2020/12/22 17:48:39 - HopRun - Referencing environment 'dev' for project aws-hop-part-1' in development
2020/12/22 17:48:39 - HopRun - Enabling project 'aws-hop-part-1'
2020/12/22 17:48:40 - HopRun - Relative path filename specified: /home/ec2-user/code/aws-hop-part-1/example.hpl
2020/12/22 17:48:40 - example - Executing this pipeline using the Local Pipeline Engine with run configuration 'local'
2020/12/22 17:48:40 - example - Execution started for pipeline [example]
2020/12/22 17:48:42 - Table output.0 - Connected to database [target_db] (commit=1000)
2020/12/22 17:48:43 - Text file input.0 - Opening file: s3:///s3-hat-dev-ew2-landing/in/sales.csv
2020/12/22 17:48:43 - Write to log.0 -
2020/12/22 17:48:43 - Write to log.0 - ------------> Linenr 1------------------------------
2020/12/22 17:48:43 - Write to log.0 - date = 2020-12-25
2020/12/22 17:48:43 - Write to log.0 - amount = 23030
2020/12/22 17:48:43 - Write to log.0 -
2020/12/22 17:48:43 - Write to log.0 - ====================
2020/12/22 17:48:43 - Text file input.0 - Finished processing (I=3, O=0, R=0, W=3, U=1, E=0)
2020/12/22 17:48:43 - Write to log.0 -
2020/12/22 17:48:43 - Write to log.0 - ------------> Linenr 2------------------------------
2020/12/22 17:48:43 - Write to log.0 - date = 2020-12-26
2020/12/22 17:48:43 - Write to log.0 - amount = 24089
2020/12/22 17:48:43 - Write to log.0 -
2020/12/22 17:48:43 - Write to log.0 - ====================
2020/12/22 17:48:43 - Write to log.0 -
2020/12/22 17:48:43 - Write to log.0 - ------------> Linenr 3------------------------------
2020/12/22 17:48:43 - Write to log.0 - date = 2020-12-27
2020/12/22 17:48:43 - Write to log.0 - amount = 29231
2020/12/22 17:48:43 - Write to log.0 -
2020/12/22 17:48:43 - Write to log.0 - ====================
2020/12/22 17:48:43 - Write to log.0 - Finished processing (I=0, O=0, R=3, W=3, U=0, E=0)

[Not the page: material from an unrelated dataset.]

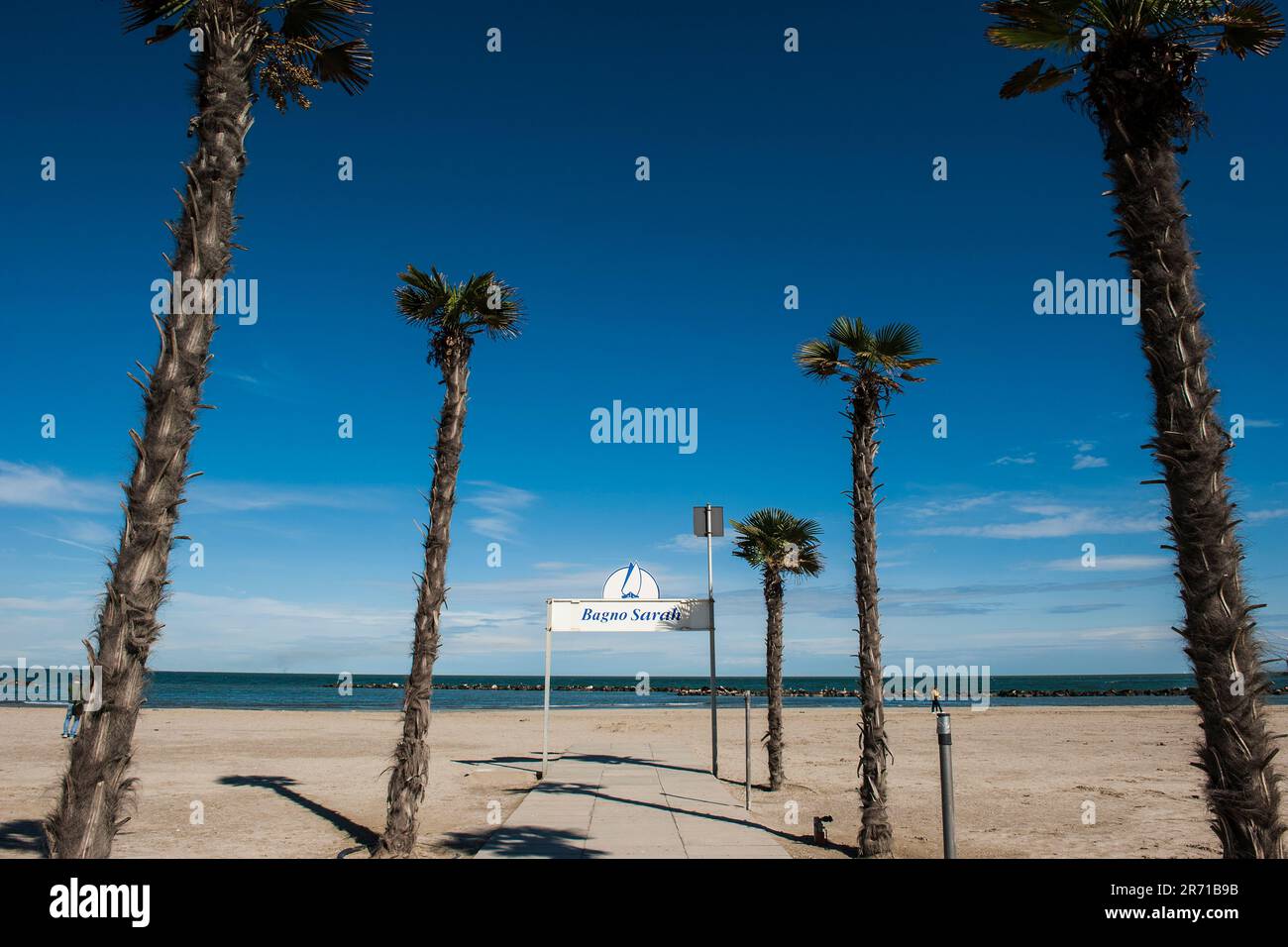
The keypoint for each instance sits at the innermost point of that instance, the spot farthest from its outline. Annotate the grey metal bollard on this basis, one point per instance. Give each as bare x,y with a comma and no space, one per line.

2020/12/22 17:48:44 - Table output.0 - Finished processing (I=0, O=3, R=3, W=3, U=0, E=0)
2020/12/22 17:48:44 - example - Pipeline duration : 3.502 seconds [ 3.501" ]
2020/12/22 17:48:44 - example - Execution finished on a local pipeline engine with run configuration 'local'
Let’s check that our data is present in the target table:
[ec2-user@ip-10-1-1-191 hop]$ psql "postgresql://awsuser:Hoptutorial1@redshift-hat-dev-ew2.cblhnyysixg1.eu-west-2.redshift.amazonaws.com:5439/hat-target"
psql (9.2.24, server 8.0.2)
WARNING: psql version 9.2, server version 8.0.
Some psql features might not work.
SSL connection (cipher: ECDHE-RSA-AES256-GCM-SHA384, bits: 256)
Type "help" for help.
hat-target=# SELECT * FROM sales;
sale_date | amount
------------+--------
2020-12-25 | 23030
2020-12-26 | 24089
2020-12-27 | 29231
(3 rows)
As you can see the data go successfully loaded into Redshift.
This concludes our tutorial. I hope you enjoyed the journey!